Sagem & Porsche: Telefon özelliklerini tam bilmiyorum ama bu işte bir hayal kırıklığı olabilir. Malum Porsche'nin aynı zamanda bağımsız bir tasarım grubu var. Porsche Design isimli bu şirket tamamen ticari amaçlı ve otomobil grubundan bağımsız olarak başka markalara tasarım hizmeti veren bir ofis.
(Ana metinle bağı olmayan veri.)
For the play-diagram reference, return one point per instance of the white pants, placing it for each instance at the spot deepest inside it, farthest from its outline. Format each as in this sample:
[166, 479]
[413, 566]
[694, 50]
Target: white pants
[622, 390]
Elbette o da bir Porsche şirketi olduğundan, Porsche değerlerini %100 paylaşıyor ve tasarım becerisi de tartışılmaz, ama muhtemelen bu telefonun performansı ve özellikleri Sagem imkanları ile sınırlı. Müthiş bir performans telefonu geliyor diye düşünmek doğru olmaz. Özetle bu telefon performasnını değil keskin görünümünü babasından alacaktır.














Hummer (Tasarım: Modelabs, üretici: belirtilmiyor): Bu telefonda şimdilik bir çok-markalılık durumu yok ve şimdilik operasyon bir "merchandising" girişmini andırıyor. Göreceğiz...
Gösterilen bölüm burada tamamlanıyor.